5TH ROW, 1918 COLCHESTER MILITARY HOSPITAL PHOTOGRAPH

5th/Back Row Nos. 1 – 29 : PRIVATES

Royal Army Medical Corps Privates. General Military Hospital, Colchester. July 1918.

Royal Army Medical Corps Privates. General Military Hospital, Colchester. July 1918.

‘Private’ is the most junior rank in the Army.


5th/Back Row Nos. 30 to 37 : RETIRED  SERVICEMEN VOLUNTEERS (?)

Retired Servicemen. General Military Hospital, Colchester. July 1918.

Retired Servicemen. General Military Hospital, Colchester. July 1918.

The eight civilian-dressed older gentlemen, shown above, are probably retired servicemen who have volunteered to “do their bit” at home, in any way they could.   The men are probably retired ‘rankers’ …. Privates.
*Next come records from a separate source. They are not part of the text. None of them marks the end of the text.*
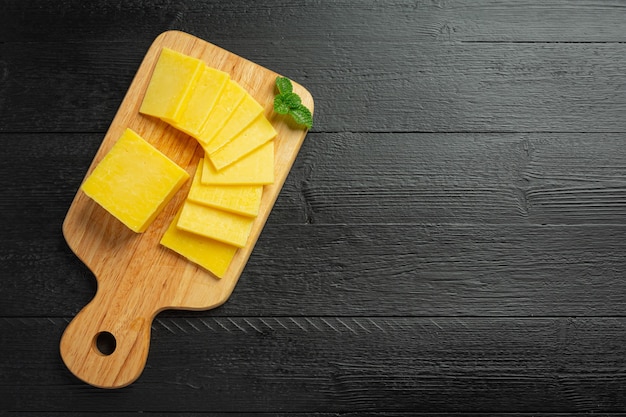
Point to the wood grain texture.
(332, 364)
(461, 199)
(137, 277)
(404, 87)
(459, 20)
(521, 218)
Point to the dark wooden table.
(451, 239)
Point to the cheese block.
(244, 114)
(208, 253)
(134, 181)
(172, 80)
(202, 99)
(221, 225)
(239, 199)
(259, 132)
(255, 168)
(226, 104)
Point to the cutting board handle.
(107, 343)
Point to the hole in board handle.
(105, 343)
Two of the men (numbers 32 & 34) are wearing a regimental lapel badge which does add weight to this ‘retired soldier’ theory.      Although images are not very clear, they suggest that number 32 man is wearing a Royal Army Medical Corps badge and number 34 could be wearing an Army Catering Corps badge.

During WW1, quite a few military establishments in the UK employed ex-soldiers in all sorts of jobs e.g. clerical; store-keeping; maintenance; catering etc.
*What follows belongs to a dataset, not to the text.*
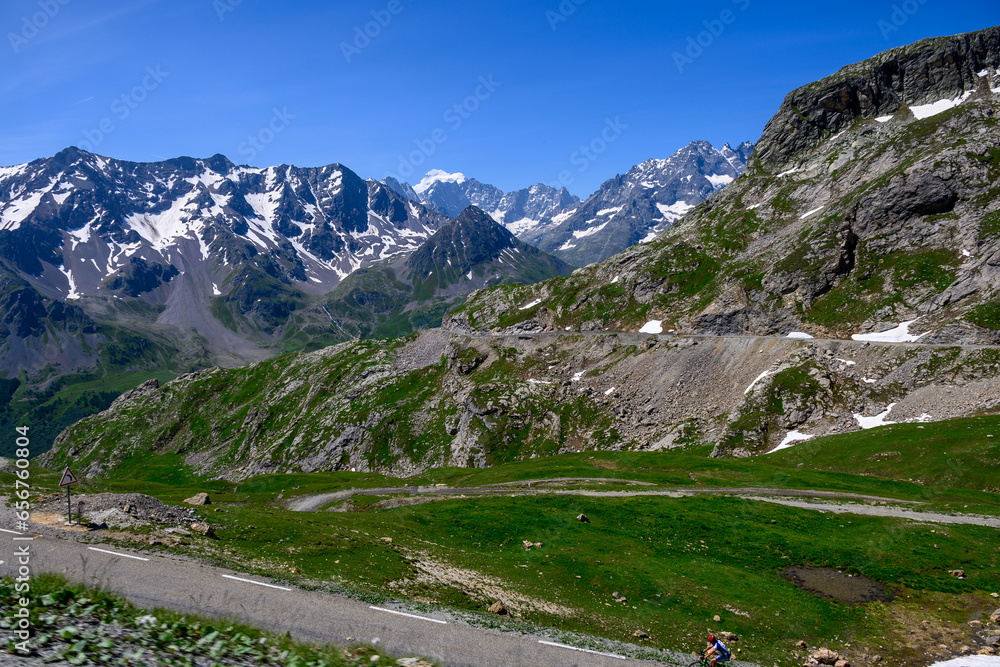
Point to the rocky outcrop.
(927, 71)
(864, 206)
(404, 406)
5th/Back Row No. 38 : MILITARY  PROVOST  STAFF  CORPS – Security

Military Provost Staff Corps member. General Military Hospital, Colchester. July 1918.

Military Provost Staff Corps member. General Military Hospital, Colchester. July 1918.

The gentleman, shown above, is probably a member of the Military Provost Guard Service.  The M.P.G.S.  is a unit dedicated to the guarding of military sites, allowing the army to replace civilian guards with trained soldiers.  The M.P.G.S. has responsibilities at sites belonging to all three services.

The Provost branch within the Army also has two other sections:-

Military Provost Staff:  The M.P.S. is the element of the provost branch responsible for administering military prisons.   The M.P.S. is one of the few sections within the army that does not recruit directly – its members are volunteers from other branches of the Army. The M.P.S. retains the cap badge and traditions of the Military Provost Staff Corps.

Royal Military Police:  The R.M.P. provides the army’s policing services, both in peacetime and in wartime.  Units of the R.M.P. are trained to deploy with the Field Army in the event of mobilisation.


5th/Back Row Nos. 39 to 63 : PRIVATES

Royal Army Medical Corps Privates. General Military Hospital, Colchester. July 1918.

Royal Army Medical Corps Privates. General Military Hospital, Colchester. July 1918.

‘Private’ is the most junior rank in the Army.